Tuesday, November 12, 2013

Loretta's Alone in the World

A man sits on a park bench, casually feeding pigeons.  He is dressed in dinner clothes; he appears to be quite wealthy, both in his garb and demeanor.  Beside him, a young woman quietly cries.  He brusquely asks her why.  She has lost her job, and hasn't eaten for 2 days.  He opines that there is absolutely no reason for her to starve, and whisks her off for a meal.  Thus begins Man's Castle (1933), a precode film, starring Spencer Tracy as Bill and Loretta Young as Trina. 

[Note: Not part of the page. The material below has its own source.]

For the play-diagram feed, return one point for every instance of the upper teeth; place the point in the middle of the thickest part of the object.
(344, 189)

Considering the disposable nature of movies in this period, and the fact that the plot centers on a couple living together without benefit of marriage, it is fascinating that the film was reissued in 1938, with about 9 minutes of content deleted (this is the cut of the film we can see today).  Included in these cuts is a shot of Loretta Young jumping nude into the water.  Yet, even with this elimination, it is obvious that Trina (who we see enter the water) is skinny-dipping.  It's puzzling how even this version was able to pass the censors. A shortened version of Man's Castle was also aired twice (in 1939 and 1941) on the Lux Radio Theatre, both times with Spencer Tracy reprising his role.
 
Set amid the Depression, Man's Castle presents a picture of a man running from responsibility and the woman who loves him and is willing to tolerate his constant dreaming.  We found Bill very much like the little boy who smacks you to tell  you he likes you.  Though it is apparent that he loves Trina, he is constantly plaguing her with speeches about his eminent departure.  He continually belittles her, calling her Whoositz", and poo-pooing her dreams of a future. Bill is a pipe dreamer, with little grasp of reality.  Even his attempts to steal enough money so that Trina can live comfortably demonstrate his immaturity.

Though we have no real back-story on either character, it is clear that Trina recently became unemployed.  What she did before she met Bill is not discussed.  She also has been evicted from her apartment; again, it is clear that this is a recent event.  Despite her loneliness and destitution, Trina retains a positive view of life, and of Bill.  While Bill thinks he is smart, is is clear that Trina is much smarter than he is. She is able to run the house; she plans for them both, and (while she fears his departure), she knows his heart better than he knows it himself.

The real-life relationship between Loretta Young and Spencer Tracy is discussed in this TCM article.  The couple fell in love, but as we discussed last week, marriage between the two was as impossible here as it would be for Young and Gable several years later.  Ultimately, Young decided to end what had become a very public affair. 
As always, we have some interesting character performances here.  We've seen the Marjorie Rambeau before, when she played Ginger Roger's mother in Primrose Path.   Here, as Trina's only real friend,  the alcoholic Flossie, she becomes the avenging angel for pair against the rather distasteful Bragg (Arthur Hohl).  She is both sympathetic and frightening.  It becomes obvious early on in the film that things will not end well for Flossie.

Always delightful is Walter Connolly as Ira.  A man of religion, Ira also protects Trina and Bill.  But where Flossie's response to the events of her life are anger and escape, Ira looks at life squarely, and looks to his God for guidance.